It's game on following a lawsuit and a settlement with Hasbro
There was good news for Warner Bros. today. It has finished its homework and can now play Dungeons & Dragons! Well, that’s sort of what happened. In reality, the studio has worked out a deal with rights holders Hasbro and producer Courtney Soloman’s Sweetpea Entertainment to partner on a new film based on the long-running game world.
And if ever there was a subject actually crying out for a new cinematic adaptation, it was Dungeons & Dragons, which suffered through Soloman’s less-than-magical effort back in 2000 with two straight-to-SyFy Channel sequels after that.
A few years ago, Warners decided to go ahead and try to conjure up its own take, working with Wrath Of The Titans/Red Riding Hood writer David Leslie Johnson’s script Chainmail – itself based on a more obscure game crafted by Dungeons designer Gary Gygax – and having him re-work it to focus on the ideas from the main title before it had locked down rights from Hasbro. That company instead chose to push ahead on a film deal with Universal, and Warners began talking to Solomon and Sweetpea about using their rights instead. Hasbro objected, claiming Sweetpea’s rights had reverted to it, and thus began the battle. Now, the studio and the toy giant have apparently made a deal that allows Warners to go ahead, though no one has heard what Universal thinks about the idea. If there’s an Indominus Rex stalking towards the Warner lot this week, we know what happened.
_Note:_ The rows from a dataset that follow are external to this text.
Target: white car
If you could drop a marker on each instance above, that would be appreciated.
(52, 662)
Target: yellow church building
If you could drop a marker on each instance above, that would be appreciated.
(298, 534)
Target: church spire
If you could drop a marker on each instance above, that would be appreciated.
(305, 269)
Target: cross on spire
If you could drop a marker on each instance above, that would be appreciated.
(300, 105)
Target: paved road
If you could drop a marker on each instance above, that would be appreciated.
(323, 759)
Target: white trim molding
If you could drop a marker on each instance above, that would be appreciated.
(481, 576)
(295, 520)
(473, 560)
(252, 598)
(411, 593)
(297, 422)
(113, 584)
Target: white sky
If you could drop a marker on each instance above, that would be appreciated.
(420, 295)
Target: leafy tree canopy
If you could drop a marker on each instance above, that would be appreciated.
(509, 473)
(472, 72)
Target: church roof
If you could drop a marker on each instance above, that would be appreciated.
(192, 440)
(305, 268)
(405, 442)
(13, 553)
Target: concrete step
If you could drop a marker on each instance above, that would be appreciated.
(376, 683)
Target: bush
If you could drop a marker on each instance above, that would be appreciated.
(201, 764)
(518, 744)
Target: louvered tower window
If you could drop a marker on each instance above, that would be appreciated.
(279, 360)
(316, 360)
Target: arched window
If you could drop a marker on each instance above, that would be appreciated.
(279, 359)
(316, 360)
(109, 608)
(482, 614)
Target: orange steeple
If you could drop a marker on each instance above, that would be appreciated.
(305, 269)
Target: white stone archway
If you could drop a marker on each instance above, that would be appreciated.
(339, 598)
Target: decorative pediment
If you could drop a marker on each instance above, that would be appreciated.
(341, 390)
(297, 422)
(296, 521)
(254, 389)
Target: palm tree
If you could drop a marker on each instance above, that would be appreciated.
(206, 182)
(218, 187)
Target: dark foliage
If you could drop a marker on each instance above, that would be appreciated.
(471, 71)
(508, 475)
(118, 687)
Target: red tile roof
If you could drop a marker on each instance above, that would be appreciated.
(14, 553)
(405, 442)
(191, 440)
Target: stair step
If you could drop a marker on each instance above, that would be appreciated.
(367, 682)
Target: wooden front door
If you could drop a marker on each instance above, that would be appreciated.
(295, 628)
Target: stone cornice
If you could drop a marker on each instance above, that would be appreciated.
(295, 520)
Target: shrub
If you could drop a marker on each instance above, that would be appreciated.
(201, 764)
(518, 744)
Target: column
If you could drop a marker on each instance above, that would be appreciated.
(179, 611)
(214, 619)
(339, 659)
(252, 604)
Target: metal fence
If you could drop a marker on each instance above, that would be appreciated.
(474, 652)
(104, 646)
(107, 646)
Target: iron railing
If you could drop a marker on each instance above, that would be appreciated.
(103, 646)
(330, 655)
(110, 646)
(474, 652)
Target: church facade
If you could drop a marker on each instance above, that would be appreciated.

Still, Warners appears confident it can finally proceed. “We are so excited about bringing the world of Dungeons & Dragons to life on the big screen,” Greg Silverman, Warner Bros. president of creative development and worldwide production said in a statement. “This is far and away the most well-known brand in fantasy, which is the genre that drives the most passionate film followings. D&D has endless creative possibilities, giving our filmmakers immense opportunities to delight and thrill both fans and moviegoers new to the property.” Please just make this better than the one Jeremy Irons and Marlon Wayans probably wish they could scrub from their CVs.